New research from HomeLoanRates.com.au, conducted by Primara Research, reveals the true annual property tax bill facing the average Australian property owner - and the surprising leader is the ACT at $5,837 per dwelling per year, 36% above the national average of $4,284 and ahead of Victoria at $5,108.
Despite Sydney's status as Australia's most expensive property market, NSW sits at $4,189 per year - $1,648 below the ACT and 28% behind the national leader.
Most states collect through a similar structure: municipal rates carrying 65-70% of the annual bill, land tax around 20-25%, and other levies the remainder. NSW, Victoria and the Northern Territory are the exceptions.
NSW concentrates 56% of its burden in land tax, ranking second per dwelling at $2,357 despite a high apartment concentration suppressing the average, while its municipal rates ($1,771) are the lowest of any state, 20% below the national average of $2,213.
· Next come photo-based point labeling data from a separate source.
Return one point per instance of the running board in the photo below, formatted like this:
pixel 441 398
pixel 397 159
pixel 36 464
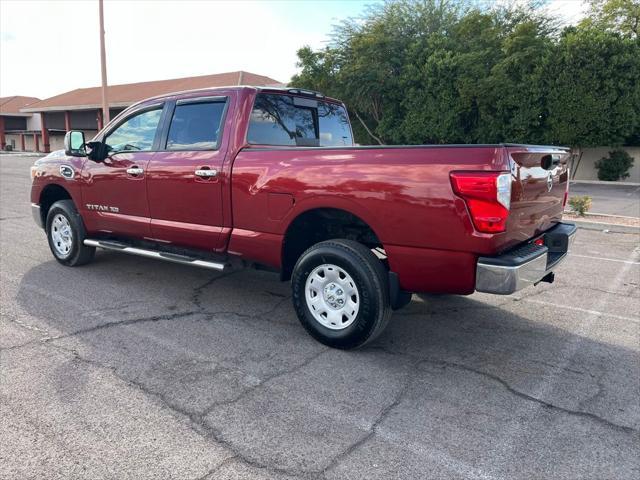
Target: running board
pixel 142 252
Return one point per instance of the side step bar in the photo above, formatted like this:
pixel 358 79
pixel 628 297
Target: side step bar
pixel 142 252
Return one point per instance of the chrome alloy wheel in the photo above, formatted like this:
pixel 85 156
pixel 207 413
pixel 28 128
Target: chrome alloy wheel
pixel 332 296
pixel 61 235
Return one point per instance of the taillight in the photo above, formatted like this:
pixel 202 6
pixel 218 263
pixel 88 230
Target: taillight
pixel 488 198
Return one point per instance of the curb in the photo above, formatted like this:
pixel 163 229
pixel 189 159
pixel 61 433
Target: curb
pixel 604 182
pixel 23 154
pixel 594 214
pixel 608 227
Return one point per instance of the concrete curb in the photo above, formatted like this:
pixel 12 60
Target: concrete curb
pixel 610 227
pixel 23 154
pixel 604 182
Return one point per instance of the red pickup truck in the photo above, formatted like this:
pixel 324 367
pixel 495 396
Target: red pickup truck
pixel 218 178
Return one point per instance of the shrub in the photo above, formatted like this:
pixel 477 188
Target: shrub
pixel 615 167
pixel 580 205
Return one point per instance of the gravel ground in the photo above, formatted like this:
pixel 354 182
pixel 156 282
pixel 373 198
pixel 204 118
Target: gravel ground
pixel 131 368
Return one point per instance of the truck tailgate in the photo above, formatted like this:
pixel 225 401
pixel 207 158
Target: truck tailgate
pixel 540 176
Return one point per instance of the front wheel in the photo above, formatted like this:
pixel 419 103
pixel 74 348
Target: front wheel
pixel 341 293
pixel 66 234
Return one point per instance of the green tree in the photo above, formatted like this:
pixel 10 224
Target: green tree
pixel 593 88
pixel 622 16
pixel 436 71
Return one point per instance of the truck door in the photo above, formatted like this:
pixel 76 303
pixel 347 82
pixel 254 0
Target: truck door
pixel 184 181
pixel 114 190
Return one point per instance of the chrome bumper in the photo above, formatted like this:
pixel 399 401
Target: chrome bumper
pixel 37 215
pixel 526 265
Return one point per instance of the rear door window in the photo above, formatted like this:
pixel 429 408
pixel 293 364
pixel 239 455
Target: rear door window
pixel 136 133
pixel 280 120
pixel 196 126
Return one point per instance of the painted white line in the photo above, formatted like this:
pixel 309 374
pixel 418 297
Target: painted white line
pixel 628 262
pixel 583 310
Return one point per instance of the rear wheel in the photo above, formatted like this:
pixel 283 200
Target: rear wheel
pixel 66 234
pixel 341 293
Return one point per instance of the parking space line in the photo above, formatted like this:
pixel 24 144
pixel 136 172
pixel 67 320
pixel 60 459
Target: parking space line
pixel 628 262
pixel 583 310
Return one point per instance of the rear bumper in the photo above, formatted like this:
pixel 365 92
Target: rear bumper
pixel 527 264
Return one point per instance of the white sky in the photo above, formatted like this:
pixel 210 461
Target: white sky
pixel 50 47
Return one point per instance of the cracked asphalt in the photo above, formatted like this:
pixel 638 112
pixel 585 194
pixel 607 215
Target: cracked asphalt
pixel 133 368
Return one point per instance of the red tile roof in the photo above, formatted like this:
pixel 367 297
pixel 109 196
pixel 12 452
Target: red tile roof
pixel 12 105
pixel 125 95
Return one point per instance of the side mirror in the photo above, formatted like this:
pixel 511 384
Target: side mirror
pixel 74 144
pixel 98 151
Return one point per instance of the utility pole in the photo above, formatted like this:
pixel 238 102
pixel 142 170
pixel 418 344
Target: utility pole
pixel 103 66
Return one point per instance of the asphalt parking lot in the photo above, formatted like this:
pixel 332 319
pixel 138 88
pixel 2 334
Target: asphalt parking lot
pixel 132 368
pixel 614 199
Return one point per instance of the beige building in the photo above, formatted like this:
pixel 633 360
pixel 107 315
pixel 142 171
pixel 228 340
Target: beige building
pixel 31 124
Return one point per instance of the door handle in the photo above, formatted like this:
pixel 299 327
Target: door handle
pixel 206 173
pixel 135 171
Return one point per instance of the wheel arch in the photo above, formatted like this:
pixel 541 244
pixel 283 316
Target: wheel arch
pixel 316 224
pixel 51 194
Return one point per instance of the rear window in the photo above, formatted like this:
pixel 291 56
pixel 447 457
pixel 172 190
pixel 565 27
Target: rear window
pixel 283 120
pixel 195 126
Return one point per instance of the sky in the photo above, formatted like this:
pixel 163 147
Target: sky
pixel 48 47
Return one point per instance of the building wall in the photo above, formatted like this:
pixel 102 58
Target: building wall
pixel 13 139
pixel 15 123
pixel 586 169
pixel 34 123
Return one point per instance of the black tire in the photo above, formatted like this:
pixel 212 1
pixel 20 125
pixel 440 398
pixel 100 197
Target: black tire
pixel 371 279
pixel 78 253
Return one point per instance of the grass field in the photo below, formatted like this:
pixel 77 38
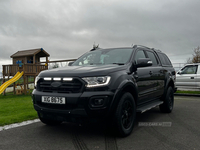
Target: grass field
pixel 16 108
pixel 19 108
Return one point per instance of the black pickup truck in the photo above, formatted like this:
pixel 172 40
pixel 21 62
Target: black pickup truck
pixel 106 84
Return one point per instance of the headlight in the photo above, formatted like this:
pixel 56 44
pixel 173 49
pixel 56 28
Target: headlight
pixel 36 80
pixel 97 81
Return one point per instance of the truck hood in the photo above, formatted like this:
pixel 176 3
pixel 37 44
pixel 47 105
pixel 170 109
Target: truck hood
pixel 82 71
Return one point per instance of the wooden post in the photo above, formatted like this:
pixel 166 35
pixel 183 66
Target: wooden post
pixel 27 84
pixel 14 91
pixel 24 84
pixel 4 92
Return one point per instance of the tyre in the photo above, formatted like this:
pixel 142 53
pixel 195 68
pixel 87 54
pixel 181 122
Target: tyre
pixel 168 104
pixel 48 121
pixel 125 115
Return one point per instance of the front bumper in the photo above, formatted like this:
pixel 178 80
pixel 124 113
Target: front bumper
pixel 79 105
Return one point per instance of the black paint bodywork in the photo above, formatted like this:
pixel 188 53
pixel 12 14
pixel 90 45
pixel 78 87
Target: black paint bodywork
pixel 146 84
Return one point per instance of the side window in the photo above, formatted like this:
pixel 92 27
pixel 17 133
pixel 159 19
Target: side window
pixel 164 59
pixel 153 58
pixel 139 54
pixel 189 70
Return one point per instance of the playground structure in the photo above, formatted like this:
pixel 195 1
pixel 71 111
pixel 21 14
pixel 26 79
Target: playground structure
pixel 25 63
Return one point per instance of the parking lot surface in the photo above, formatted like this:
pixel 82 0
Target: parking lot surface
pixel 153 130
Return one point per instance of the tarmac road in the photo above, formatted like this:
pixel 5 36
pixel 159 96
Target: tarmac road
pixel 153 130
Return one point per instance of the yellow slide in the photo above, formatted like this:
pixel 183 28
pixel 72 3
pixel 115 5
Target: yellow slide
pixel 9 82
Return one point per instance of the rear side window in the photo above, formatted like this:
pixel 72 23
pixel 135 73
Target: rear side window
pixel 139 54
pixel 189 70
pixel 164 59
pixel 152 57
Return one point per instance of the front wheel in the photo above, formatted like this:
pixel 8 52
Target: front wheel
pixel 168 104
pixel 46 121
pixel 125 115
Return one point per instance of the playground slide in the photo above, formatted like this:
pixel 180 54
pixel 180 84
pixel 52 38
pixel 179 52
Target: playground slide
pixel 9 82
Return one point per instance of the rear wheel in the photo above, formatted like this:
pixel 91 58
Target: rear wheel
pixel 168 104
pixel 125 115
pixel 48 121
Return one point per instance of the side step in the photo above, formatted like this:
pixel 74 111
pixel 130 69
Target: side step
pixel 148 106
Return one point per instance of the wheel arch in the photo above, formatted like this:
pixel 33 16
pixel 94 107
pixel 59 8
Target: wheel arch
pixel 126 86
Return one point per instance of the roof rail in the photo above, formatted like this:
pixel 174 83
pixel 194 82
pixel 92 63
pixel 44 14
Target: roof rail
pixel 140 46
pixel 95 47
pixel 147 48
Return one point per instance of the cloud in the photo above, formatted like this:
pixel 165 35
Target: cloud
pixel 66 29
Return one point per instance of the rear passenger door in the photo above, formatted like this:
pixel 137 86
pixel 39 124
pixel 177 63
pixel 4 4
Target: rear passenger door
pixel 157 74
pixel 149 79
pixel 187 76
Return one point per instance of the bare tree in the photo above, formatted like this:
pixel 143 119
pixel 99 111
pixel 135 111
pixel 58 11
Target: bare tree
pixel 196 56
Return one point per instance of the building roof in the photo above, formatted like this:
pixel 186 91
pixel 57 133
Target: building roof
pixel 31 52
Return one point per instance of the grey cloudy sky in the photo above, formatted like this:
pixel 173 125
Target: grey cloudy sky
pixel 68 28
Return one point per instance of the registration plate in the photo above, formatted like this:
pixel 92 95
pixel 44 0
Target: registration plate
pixel 53 100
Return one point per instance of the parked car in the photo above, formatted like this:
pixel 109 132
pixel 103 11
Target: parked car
pixel 106 84
pixel 188 77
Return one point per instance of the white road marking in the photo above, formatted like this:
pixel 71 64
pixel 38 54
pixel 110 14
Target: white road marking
pixel 6 127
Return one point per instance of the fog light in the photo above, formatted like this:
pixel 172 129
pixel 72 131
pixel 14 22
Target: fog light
pixel 98 101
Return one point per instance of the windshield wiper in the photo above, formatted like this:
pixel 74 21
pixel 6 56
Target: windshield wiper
pixel 118 63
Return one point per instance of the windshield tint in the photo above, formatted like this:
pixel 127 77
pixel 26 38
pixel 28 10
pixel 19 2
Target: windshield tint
pixel 105 56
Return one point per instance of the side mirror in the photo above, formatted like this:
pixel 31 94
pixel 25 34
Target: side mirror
pixel 144 62
pixel 179 72
pixel 70 63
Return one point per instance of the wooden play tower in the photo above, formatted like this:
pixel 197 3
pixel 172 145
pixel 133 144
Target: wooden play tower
pixel 27 61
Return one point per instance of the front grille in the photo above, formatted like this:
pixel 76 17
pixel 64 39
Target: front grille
pixel 74 86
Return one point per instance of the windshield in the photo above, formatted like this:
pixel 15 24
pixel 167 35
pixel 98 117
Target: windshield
pixel 105 56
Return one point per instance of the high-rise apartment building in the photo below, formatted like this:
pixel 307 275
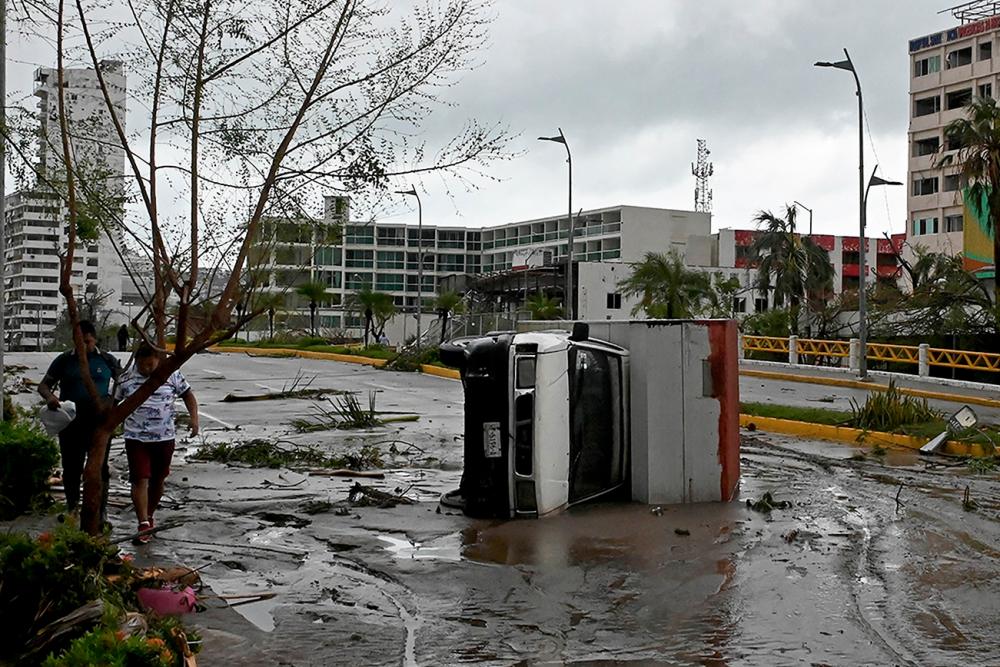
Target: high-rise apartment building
pixel 947 70
pixel 36 220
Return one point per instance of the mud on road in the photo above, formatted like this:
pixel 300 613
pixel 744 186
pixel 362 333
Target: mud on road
pixel 875 562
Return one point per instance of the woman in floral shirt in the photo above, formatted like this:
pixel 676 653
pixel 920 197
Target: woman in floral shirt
pixel 149 434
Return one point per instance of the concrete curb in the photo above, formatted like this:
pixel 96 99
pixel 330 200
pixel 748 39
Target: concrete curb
pixel 853 435
pixel 871 386
pixel 769 424
pixel 439 371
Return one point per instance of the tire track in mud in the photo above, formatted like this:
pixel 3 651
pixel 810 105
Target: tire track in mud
pixel 891 605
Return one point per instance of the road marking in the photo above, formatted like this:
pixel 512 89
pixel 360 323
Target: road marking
pixel 216 419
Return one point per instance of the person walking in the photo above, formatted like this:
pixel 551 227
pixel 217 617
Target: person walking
pixel 75 440
pixel 150 435
pixel 123 338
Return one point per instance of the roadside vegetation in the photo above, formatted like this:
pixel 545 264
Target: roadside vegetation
pixel 70 599
pixel 889 412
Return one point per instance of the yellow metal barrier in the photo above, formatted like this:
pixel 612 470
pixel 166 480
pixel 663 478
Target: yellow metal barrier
pixel 823 348
pixel 980 361
pixel 904 354
pixel 900 354
pixel 765 344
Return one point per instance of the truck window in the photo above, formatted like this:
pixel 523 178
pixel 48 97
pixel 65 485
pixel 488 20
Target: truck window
pixel 595 455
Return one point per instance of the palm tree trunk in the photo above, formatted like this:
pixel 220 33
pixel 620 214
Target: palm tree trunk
pixel 996 280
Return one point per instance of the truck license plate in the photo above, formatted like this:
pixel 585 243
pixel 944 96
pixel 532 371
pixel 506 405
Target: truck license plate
pixel 491 440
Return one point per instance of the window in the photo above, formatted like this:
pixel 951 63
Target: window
pixel 391 236
pixel 925 186
pixel 390 260
pixel 359 259
pixel 389 282
pixel 926 146
pixel 925 226
pixel 927 66
pixel 959 57
pixel 360 234
pixel 958 98
pixel 927 106
pixel 596 417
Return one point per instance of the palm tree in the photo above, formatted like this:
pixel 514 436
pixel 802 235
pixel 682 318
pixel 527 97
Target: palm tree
pixel 667 289
pixel 543 307
pixel 315 292
pixel 376 307
pixel 789 264
pixel 978 134
pixel 446 304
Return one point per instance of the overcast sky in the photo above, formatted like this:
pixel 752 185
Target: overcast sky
pixel 634 83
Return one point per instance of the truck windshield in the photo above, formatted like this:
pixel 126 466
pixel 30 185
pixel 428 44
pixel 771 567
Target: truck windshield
pixel 595 423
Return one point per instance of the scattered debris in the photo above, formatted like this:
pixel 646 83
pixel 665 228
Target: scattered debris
pixel 968 504
pixel 768 503
pixel 369 496
pixel 261 453
pixel 347 413
pixel 312 507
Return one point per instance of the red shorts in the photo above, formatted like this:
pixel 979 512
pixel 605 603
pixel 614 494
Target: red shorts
pixel 148 460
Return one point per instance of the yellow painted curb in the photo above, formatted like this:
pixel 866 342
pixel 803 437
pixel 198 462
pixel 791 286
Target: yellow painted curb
pixel 872 386
pixel 853 435
pixel 449 373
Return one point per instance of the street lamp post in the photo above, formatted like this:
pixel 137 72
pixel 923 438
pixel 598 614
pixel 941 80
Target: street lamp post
pixel 862 305
pixel 420 255
pixel 561 139
pixel 805 286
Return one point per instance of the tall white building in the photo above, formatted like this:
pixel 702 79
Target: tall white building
pixel 947 70
pixel 36 226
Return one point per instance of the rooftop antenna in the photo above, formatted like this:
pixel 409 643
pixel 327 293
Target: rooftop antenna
pixel 702 170
pixel 970 12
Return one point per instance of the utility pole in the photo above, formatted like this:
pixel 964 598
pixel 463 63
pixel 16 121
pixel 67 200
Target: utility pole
pixel 3 197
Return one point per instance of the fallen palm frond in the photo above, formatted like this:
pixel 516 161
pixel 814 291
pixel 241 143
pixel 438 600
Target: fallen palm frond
pixel 261 453
pixel 346 413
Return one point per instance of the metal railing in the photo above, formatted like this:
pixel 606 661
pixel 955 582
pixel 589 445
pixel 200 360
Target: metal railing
pixel 922 356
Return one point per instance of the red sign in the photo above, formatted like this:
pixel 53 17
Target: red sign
pixel 824 241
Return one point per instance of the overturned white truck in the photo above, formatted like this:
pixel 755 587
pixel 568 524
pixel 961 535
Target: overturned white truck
pixel 642 410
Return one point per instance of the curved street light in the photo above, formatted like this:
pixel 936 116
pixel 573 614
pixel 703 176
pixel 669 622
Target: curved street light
pixel 412 192
pixel 561 139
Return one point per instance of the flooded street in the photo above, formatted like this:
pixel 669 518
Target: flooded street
pixel 875 562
Victoria runs closest to an even split. The NT collects no land tax at all.
The ACT shares the majority composition but at a significantly higher base, the result of a 2012 reform program originally designed to phase out stamp duty, leaving it with below-average stamp duty and the highest ongoing rates in the country.
In NSW, a full year of property taxes amounts to just 6% of the average stamp duty bill.
In the ACT that figure is 15%, more than double, with a national average of 7%. For owners who stay rather than move, the ongoing bill eventually becomes the larger cost: in the ACT within seven years, nationally around 14, in NSW around 18.
"NSW extracts its tax revenue at the point of sale," said Peter Drennan, head of research and data at Primara Research.
The ACT does the opposite, lower entry cost, higher annual holding cost.
"Both are substantial.
"They just land at different points in ownership."
NSW annual property taxes are growing faster than any other state, up 43% over five years and 11% last year, almost double the national average.
The average Australian pays $1,075 more per year than five years ago, $1,254 in NSW and $1,435 in Victoria.
Cumulatively, ACT property owners have paid an estimated $47,700 over a decade, ahead of Victoria at $39,000, the national average at $33,500, and NSW at $30,800.
"Rising land values feed directly into land tax in states where it dominates the bill," Drennan said.
"In NSW, where land tax accounts for 56% of the annual burden, growing property values mean growing tax obligations, compounding ownership costs in ways that rarely feature in affordability discussions.
"Stamp duty gets the attention.
"The annual bill is the one that keeps climbing."